For the final project you need to select a project that would utilize what you learned about machine learning.

There will be a great flexibility in the topic of the project, but you need to first get it approved !

Classifying the possible projects, there are two different general types (actually it will be closer to three).

The project can be mainly an empirical project. Involving experimentation (hopefully) with real data, and the

methodologies (algorithms) introduced in the course. The project can be theoretical in mature. This again will have

two distinct flavors. It can be a summary, reading a few related papers and writing a critical summary of them

(critical summary means that you try to point to weaknesses in the model/results, and what should be the goal).

It can be a research project, which will usually involve in trying to define an open interesting problem, and trying

(hopefully) solve it, but at the very least be able to explain what you tried to solve it, and why did it fail (or where

did you get stuck).

If you have an idea which you think is reasonable, and does not fall in any of the category, simply ask if it can be a project,

At the end of the project you will need to write a report (ideally, 7-10 pages) that you summarize what you did in the project.

The project can be done in pairs.

REMEMBER: You need to first get your project approved!

The deadline for the project is April 27, 2010.

In the following I will be more precise, and try to give you pointers to each project.

Empirical project

For this kind of project you will need two elements. First you will need the data that you are interested in,

and second, you need to define what you like to do (learn) with the data.

DATA:

The best kind of data is any data that you have access to and you are interested in analyzing.

(If this is part of your graduate studies, even better.)

Here are a few more standard pointers to open data sets:

Delve Datasets

UC Irvine Machine Learning Repository

ICDAR

MNIST and procedures to handle it Hinton's webpage

Also, you can try to think “out of the box”

Yahoo! Finance has a large variety of financial data about stock price.

Google Trend has information about queries.

Finally, there is a huge variety on the web of user report on product and services.

LEARNING:

Try to propose what you would like to do with the data.
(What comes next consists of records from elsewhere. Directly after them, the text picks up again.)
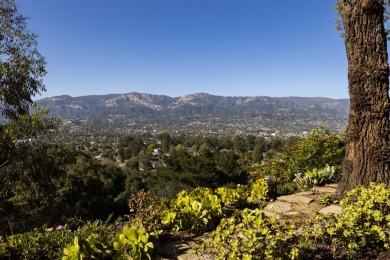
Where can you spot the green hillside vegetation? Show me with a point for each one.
(75, 206)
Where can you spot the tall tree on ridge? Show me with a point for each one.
(367, 156)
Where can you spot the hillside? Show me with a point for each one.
(200, 104)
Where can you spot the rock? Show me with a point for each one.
(295, 199)
(304, 193)
(271, 214)
(331, 209)
(278, 207)
(292, 213)
(326, 189)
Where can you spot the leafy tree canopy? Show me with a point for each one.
(21, 65)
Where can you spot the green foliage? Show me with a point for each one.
(236, 197)
(363, 225)
(327, 199)
(315, 177)
(146, 210)
(72, 252)
(320, 149)
(250, 234)
(259, 190)
(129, 146)
(196, 211)
(36, 244)
(133, 242)
(21, 65)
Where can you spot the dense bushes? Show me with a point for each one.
(250, 234)
(363, 226)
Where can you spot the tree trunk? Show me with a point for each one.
(367, 154)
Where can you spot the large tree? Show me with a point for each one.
(367, 141)
(21, 65)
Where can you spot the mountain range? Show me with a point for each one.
(199, 104)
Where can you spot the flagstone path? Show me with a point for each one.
(293, 208)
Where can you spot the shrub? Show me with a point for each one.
(363, 225)
(133, 242)
(195, 211)
(252, 235)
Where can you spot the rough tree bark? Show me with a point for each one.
(367, 154)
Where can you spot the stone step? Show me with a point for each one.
(295, 199)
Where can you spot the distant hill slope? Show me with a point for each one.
(199, 104)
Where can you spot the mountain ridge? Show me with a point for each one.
(197, 104)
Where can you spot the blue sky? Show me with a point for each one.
(177, 47)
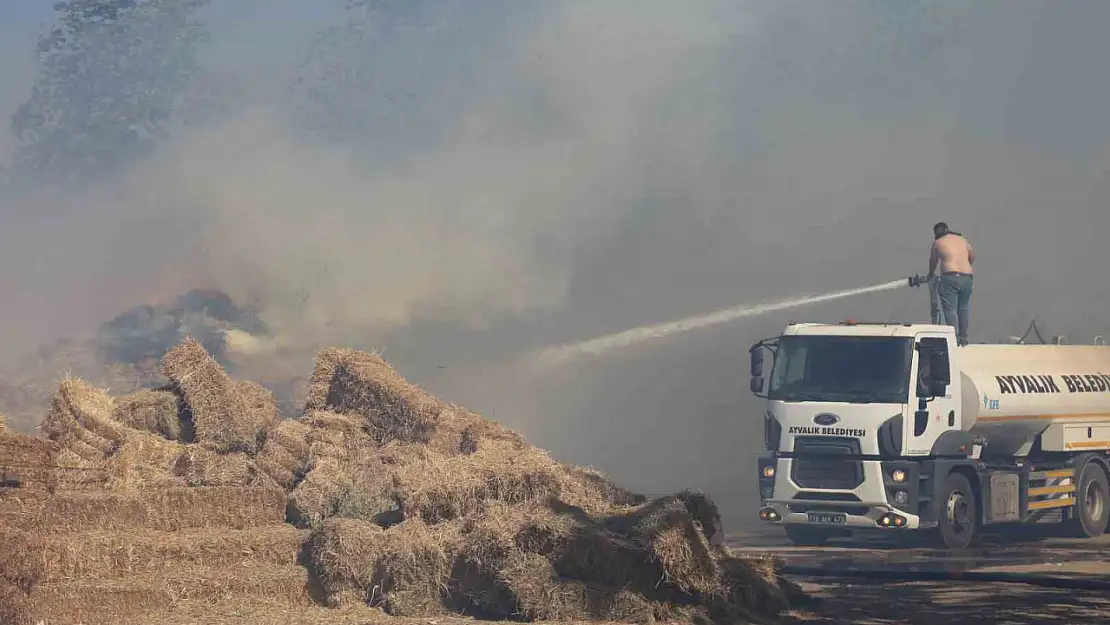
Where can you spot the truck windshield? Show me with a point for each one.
(841, 369)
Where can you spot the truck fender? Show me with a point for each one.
(952, 443)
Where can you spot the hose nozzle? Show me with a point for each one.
(918, 280)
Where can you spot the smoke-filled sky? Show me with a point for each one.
(503, 175)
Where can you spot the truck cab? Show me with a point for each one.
(848, 406)
(890, 426)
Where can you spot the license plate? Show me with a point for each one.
(827, 517)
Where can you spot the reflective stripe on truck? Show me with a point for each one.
(1056, 489)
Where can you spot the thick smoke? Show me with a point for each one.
(522, 177)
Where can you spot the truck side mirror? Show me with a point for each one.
(938, 387)
(938, 368)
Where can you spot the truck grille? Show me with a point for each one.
(819, 462)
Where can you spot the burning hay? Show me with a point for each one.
(410, 504)
(363, 384)
(80, 419)
(501, 530)
(224, 417)
(151, 411)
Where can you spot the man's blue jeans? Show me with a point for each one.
(936, 313)
(955, 292)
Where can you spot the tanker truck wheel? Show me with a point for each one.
(1092, 503)
(807, 536)
(959, 513)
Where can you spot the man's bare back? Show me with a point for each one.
(954, 254)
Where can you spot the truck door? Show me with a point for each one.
(930, 416)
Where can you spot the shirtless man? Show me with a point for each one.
(955, 256)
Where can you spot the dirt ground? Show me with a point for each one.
(1035, 552)
(957, 603)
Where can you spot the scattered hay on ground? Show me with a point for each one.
(404, 570)
(443, 489)
(223, 416)
(158, 412)
(414, 505)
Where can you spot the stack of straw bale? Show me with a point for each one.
(422, 507)
(113, 558)
(379, 497)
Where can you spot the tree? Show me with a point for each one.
(110, 72)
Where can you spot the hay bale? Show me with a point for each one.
(20, 450)
(442, 489)
(80, 417)
(260, 402)
(168, 510)
(335, 487)
(318, 496)
(224, 419)
(125, 600)
(199, 466)
(285, 454)
(320, 382)
(143, 461)
(363, 384)
(28, 462)
(404, 570)
(50, 558)
(158, 412)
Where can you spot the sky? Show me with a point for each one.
(511, 175)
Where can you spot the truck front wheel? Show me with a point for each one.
(807, 536)
(1092, 503)
(959, 513)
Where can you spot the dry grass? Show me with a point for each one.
(80, 417)
(404, 570)
(143, 461)
(442, 489)
(151, 411)
(252, 611)
(129, 597)
(415, 506)
(224, 417)
(170, 510)
(34, 558)
(284, 456)
(363, 384)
You can either try to simply learn a given task,

or try to learn something about a learning algorithm , or try to compose a two (or more) learning algorithms.

Here are a few examples:

BOOSTING USING REGRET MINIMIZATION: In class we showed a general reduction from regret minimization to boosting.

Try to utilize this reduction with some of the many regret minimization algorithms and compare them to AdaBoost.

SENTIMENT ANALYSIS: Given user reviews, to determine if the review positive, negative or neutral.

Summary project

You first need to find a number of related papers (2-3) on the same topic (that interest you).

One place to find papers on machine learning is in the conferences (COLT (more theoretical), ICML (more empirical) or

NIPS) or journals (JMLR or Machine Learning Journal). Another good starting places are surveys and tutorials that explain the area and have many references.

Here are a few leads on some of the topics:

Boosting page also tutorial, tutorial2

Semi-supervised learning- survey, tutorial

Active learning: Sanjoy Dasgupta and tutorial

Online Learning and Regret Minimization: Survey, tutorial, tutorial2, Elad Hazan, Nicolo Cesa-Bianchi

Domain Adaptation: tutorial and Mehryar Mohri

Structured Prediction: tutorial

Agnostic Learning: tutorial

Research project

Basically, this is very similar to the summary project, in the planning and preparation. The main difference might be that you will select maybe a single paper,

and that your goal would be to identify a research project that is related to this work. In the proposal stage try to give a general outline of what you would like to do.